Since then, Fannie and Freddie have backed an increasing share of that market. In 2010, so-called "jumbo conforming" loans, those over $417,000 and government-backed, made up 6.73 percent of loan originations, according to CoreLogic.
That top temporary limit was extended twice, but is expected to expire at the end of September.
When that happens, lenders who want to make loans over $625,500 will have to hold onto the mortgage themselves or find private investors to buy them. And while an active and hungry secondary market for these jumbo loans has yet to materialize in the post-crash world, there's some evidence that lenders are preparing to move into that space and pick up any slack that the government leaves.
"There's plenty of money out there," said Steve Hopps, chairman of the California Mortgage Bankers Association.
Private lenders are preparing to step in, according to Guy Cecala of Inside Mortgage Finance, a research firm. In the last quarter of 2010, private lenders originated more loans over $417,000 (the traditional jumbo market) than did government agencies, he said.
The lower loan limits will leave about $10 billion more in loans for private lenders to handle, reckons Cecala, and he expects lenders to go after the market aggressively.
Investors like the fact that jumbo loans tend to be safer and more profitable than smaller ones. The privately-backed mortgages require bigger downpayments (currently about 30 percent of the home's value, instead of the 20 percent more typical in less expensive loans), which adds security.
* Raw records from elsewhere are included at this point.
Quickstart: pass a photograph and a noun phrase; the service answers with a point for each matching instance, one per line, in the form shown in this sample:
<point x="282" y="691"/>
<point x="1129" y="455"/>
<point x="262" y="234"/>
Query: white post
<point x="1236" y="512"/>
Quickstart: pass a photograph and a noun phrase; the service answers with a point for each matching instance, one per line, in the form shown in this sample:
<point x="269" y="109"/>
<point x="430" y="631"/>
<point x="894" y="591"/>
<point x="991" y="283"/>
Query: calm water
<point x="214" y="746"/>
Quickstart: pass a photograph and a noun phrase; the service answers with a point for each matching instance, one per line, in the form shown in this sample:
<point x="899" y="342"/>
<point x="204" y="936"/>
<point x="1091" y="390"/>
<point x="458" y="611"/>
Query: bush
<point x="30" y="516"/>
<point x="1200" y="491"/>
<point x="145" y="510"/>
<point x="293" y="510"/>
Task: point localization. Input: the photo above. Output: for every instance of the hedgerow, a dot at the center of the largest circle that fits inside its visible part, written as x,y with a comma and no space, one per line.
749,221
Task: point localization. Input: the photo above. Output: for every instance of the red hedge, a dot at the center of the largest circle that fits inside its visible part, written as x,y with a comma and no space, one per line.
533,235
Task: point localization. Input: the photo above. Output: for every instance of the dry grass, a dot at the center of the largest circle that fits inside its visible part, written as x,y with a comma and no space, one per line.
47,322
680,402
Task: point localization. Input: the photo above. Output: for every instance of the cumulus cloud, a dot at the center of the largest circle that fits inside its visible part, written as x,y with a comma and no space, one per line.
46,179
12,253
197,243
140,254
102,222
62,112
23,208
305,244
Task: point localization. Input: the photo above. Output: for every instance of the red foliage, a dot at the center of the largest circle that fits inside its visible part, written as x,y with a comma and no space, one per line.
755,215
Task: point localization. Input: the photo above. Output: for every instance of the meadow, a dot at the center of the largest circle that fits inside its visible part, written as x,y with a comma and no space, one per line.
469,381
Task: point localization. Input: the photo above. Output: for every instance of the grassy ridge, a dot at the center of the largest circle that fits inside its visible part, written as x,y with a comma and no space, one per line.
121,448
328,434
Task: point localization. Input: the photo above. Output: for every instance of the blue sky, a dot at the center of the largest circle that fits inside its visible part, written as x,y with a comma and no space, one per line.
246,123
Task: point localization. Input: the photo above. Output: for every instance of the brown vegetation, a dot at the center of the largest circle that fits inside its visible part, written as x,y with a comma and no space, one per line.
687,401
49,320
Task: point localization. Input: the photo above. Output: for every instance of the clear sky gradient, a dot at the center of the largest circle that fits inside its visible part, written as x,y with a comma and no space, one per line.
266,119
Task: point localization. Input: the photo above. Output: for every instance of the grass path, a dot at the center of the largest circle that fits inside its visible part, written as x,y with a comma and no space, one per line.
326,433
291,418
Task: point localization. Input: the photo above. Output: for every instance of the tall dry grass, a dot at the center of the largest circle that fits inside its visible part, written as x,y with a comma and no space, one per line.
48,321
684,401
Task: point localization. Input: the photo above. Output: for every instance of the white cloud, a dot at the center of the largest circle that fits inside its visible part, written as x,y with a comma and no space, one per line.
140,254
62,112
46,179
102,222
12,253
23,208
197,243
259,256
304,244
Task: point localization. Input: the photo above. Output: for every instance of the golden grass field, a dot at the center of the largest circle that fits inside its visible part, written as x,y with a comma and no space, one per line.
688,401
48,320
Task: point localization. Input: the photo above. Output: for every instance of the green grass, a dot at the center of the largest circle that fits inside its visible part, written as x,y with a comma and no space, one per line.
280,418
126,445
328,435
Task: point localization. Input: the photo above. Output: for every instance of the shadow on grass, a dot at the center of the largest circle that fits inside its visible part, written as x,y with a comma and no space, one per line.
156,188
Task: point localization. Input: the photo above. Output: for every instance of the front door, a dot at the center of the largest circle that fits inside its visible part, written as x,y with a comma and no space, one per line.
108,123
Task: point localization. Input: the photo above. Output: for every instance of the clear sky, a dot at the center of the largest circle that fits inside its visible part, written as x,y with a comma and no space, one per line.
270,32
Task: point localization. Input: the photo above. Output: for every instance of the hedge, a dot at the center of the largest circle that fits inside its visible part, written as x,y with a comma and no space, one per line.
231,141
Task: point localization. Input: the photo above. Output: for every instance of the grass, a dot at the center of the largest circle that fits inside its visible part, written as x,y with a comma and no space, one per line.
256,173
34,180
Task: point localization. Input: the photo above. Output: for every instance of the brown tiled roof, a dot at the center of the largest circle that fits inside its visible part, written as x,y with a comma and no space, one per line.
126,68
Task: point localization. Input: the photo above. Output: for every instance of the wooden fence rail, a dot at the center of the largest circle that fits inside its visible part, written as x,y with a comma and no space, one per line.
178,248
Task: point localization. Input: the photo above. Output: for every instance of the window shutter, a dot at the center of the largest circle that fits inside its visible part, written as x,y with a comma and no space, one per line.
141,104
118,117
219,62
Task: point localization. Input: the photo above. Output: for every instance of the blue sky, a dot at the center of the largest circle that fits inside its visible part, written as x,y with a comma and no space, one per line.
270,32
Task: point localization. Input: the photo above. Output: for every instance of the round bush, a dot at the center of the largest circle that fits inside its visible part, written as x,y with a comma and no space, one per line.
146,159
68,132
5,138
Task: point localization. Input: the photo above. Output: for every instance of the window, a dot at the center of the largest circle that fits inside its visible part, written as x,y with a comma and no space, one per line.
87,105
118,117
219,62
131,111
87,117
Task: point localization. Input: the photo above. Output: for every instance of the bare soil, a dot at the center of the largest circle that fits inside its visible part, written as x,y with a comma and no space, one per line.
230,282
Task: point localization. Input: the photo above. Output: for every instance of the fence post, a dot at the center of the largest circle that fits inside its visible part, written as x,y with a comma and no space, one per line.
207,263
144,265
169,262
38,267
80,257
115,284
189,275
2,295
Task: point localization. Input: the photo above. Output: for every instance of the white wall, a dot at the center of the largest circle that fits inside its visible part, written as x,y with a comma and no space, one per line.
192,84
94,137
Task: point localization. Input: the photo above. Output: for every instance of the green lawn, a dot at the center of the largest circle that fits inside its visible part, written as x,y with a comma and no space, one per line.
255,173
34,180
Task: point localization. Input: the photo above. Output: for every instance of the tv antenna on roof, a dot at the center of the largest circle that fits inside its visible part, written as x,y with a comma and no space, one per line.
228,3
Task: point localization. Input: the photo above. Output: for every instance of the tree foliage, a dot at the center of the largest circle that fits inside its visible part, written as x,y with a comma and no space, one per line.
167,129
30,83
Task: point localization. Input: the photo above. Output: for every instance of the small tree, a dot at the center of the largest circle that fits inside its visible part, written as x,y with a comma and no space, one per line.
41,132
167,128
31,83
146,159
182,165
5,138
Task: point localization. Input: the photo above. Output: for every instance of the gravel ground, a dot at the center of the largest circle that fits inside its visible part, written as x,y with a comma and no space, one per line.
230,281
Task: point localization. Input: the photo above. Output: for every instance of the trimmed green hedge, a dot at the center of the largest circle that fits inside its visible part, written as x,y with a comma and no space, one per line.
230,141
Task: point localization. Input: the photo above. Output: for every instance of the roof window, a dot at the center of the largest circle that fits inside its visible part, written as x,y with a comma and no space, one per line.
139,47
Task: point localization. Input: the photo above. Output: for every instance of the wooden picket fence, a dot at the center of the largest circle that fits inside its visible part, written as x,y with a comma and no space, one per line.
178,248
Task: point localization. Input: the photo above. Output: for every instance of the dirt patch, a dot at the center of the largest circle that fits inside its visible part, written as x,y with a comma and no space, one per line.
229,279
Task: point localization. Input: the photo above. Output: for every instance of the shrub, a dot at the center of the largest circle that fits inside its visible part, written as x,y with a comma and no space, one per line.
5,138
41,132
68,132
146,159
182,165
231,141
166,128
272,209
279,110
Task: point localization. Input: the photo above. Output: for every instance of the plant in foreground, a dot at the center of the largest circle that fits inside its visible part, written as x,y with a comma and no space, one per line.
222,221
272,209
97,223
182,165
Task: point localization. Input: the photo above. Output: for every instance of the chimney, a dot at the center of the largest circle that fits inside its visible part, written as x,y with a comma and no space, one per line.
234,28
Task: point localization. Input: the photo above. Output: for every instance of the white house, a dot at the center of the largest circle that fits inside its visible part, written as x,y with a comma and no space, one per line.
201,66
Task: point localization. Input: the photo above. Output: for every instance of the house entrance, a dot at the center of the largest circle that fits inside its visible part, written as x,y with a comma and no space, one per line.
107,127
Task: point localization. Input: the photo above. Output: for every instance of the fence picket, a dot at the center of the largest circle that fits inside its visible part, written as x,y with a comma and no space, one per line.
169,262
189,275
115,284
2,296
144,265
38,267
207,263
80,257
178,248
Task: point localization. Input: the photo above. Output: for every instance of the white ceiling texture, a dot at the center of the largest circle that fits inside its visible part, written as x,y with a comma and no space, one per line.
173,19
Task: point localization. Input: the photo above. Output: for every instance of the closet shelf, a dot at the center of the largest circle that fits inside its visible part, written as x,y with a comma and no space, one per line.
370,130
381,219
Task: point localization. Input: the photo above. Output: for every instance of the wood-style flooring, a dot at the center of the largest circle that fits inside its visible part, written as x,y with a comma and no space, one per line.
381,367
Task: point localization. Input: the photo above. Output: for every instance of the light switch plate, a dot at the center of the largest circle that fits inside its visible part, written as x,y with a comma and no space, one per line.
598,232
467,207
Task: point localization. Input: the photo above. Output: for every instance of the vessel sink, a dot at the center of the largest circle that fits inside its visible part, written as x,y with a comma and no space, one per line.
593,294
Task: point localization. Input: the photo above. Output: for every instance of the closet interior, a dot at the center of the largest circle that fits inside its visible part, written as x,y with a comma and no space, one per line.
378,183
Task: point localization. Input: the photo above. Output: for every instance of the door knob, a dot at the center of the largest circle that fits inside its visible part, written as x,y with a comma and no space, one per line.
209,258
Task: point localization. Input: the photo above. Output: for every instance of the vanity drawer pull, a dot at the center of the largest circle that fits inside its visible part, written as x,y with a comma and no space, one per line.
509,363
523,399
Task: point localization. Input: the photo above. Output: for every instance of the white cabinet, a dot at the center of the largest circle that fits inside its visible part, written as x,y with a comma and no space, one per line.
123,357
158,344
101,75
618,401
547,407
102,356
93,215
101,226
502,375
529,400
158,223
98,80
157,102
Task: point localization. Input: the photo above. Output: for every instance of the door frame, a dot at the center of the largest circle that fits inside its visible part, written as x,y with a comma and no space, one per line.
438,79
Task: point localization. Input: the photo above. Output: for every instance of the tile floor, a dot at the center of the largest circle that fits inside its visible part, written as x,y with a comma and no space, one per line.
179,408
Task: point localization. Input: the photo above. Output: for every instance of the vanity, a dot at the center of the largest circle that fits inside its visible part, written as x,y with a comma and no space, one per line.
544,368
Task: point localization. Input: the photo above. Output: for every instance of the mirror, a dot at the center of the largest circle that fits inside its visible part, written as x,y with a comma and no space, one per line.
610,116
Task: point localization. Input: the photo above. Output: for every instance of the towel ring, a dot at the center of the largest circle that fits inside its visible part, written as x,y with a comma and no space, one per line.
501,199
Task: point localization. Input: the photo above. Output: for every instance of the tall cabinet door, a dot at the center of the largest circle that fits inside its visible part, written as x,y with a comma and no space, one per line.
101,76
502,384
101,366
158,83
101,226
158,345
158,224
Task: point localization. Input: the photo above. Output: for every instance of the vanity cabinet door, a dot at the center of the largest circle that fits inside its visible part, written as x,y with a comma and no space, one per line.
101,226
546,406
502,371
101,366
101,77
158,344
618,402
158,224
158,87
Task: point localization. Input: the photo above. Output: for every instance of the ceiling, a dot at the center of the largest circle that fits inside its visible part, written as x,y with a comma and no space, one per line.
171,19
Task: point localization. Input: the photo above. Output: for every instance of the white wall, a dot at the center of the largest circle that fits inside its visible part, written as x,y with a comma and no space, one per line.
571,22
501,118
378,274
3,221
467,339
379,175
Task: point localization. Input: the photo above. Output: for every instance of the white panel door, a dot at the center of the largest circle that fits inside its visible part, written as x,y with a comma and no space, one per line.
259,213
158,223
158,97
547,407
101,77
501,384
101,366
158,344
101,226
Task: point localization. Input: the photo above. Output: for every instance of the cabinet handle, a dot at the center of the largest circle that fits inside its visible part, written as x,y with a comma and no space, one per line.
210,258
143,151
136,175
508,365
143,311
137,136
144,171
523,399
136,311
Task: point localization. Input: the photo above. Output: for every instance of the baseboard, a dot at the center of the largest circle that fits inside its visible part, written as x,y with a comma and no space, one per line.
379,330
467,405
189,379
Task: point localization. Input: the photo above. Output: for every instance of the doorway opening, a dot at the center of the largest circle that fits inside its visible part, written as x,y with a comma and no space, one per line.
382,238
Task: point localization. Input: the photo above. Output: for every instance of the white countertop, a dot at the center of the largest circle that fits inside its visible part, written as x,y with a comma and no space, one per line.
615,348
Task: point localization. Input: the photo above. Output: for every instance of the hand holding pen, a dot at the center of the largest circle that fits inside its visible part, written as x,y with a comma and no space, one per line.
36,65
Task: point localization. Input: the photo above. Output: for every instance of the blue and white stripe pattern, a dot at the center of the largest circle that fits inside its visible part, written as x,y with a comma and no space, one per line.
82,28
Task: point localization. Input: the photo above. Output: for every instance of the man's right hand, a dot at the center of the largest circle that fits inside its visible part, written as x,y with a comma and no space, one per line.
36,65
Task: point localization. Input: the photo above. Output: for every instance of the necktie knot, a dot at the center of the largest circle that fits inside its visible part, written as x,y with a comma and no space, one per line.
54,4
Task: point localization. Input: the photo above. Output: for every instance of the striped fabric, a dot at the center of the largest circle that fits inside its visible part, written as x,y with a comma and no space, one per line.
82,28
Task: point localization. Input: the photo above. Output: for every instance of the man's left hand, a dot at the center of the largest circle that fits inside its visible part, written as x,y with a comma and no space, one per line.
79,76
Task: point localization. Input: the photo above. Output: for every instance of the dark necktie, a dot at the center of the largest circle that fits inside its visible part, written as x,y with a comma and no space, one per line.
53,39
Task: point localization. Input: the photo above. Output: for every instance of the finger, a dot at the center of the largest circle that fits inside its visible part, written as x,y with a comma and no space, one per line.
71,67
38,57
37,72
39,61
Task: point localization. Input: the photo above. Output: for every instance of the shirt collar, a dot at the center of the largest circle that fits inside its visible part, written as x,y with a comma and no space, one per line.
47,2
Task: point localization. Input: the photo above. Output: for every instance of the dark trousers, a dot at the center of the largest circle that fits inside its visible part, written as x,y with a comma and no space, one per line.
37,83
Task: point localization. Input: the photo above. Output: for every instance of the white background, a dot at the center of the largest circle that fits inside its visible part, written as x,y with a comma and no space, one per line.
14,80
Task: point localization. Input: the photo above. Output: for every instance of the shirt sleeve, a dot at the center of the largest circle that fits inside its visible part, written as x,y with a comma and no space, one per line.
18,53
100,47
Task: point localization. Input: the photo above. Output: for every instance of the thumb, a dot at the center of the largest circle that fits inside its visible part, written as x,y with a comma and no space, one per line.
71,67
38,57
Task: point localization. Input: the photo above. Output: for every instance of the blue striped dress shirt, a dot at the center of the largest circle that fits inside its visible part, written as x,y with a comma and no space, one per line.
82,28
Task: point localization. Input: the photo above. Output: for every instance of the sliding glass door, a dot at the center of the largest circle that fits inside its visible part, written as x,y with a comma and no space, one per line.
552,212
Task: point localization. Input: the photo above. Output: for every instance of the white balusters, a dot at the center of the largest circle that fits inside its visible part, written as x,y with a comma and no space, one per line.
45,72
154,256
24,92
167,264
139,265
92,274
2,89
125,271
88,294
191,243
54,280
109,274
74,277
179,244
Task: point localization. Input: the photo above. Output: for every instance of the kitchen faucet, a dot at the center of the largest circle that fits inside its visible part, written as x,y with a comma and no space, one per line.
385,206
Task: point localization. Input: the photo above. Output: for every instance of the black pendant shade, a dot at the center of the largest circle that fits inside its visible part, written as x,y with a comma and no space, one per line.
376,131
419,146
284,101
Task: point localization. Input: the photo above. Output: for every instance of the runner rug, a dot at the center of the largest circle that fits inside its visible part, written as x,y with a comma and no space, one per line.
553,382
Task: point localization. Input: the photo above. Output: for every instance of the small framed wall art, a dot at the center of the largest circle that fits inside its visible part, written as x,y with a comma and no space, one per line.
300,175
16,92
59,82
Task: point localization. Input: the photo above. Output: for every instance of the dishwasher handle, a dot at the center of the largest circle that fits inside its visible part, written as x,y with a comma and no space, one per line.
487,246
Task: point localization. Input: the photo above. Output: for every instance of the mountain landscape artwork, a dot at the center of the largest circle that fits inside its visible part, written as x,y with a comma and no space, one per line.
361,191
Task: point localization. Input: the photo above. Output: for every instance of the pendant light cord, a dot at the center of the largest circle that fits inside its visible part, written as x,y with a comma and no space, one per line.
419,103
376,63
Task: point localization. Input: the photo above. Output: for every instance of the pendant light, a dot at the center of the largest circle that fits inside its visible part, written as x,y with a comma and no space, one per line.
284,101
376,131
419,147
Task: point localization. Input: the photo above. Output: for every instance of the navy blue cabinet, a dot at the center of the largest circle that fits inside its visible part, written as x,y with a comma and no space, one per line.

Also adding to their allure, the loans carry higher interest payments; the spread between the so-called conforming loans backed by Freddie and Fannie and jumbo loans is running about 0.5 percentage points higher, said Cecala. Furthermore, a higher proportion of jumbo loans are made on a variable rate basis, which is less of burden for holders, Cecala said.
Going still higher in the homes market, there will be less impact from the shrinking jumbo. Many buyers of multi-million dollar homes do all-cash deals and are relying on cash more than ever before, according to Stan Smith, a real estate agent who works in Beverly Hills area.
The biggest impact might be limited to that space and those neighborhoods occupied by people like the Schreibers -- folks who see themselves as middle class but in very expensive areas.
"I see borrowers, if they want that kind of loan, paying a little more," says Chrisman. "But it's not going to be a life changing event for a couple of orthopedic surgeons in Beverly Hills."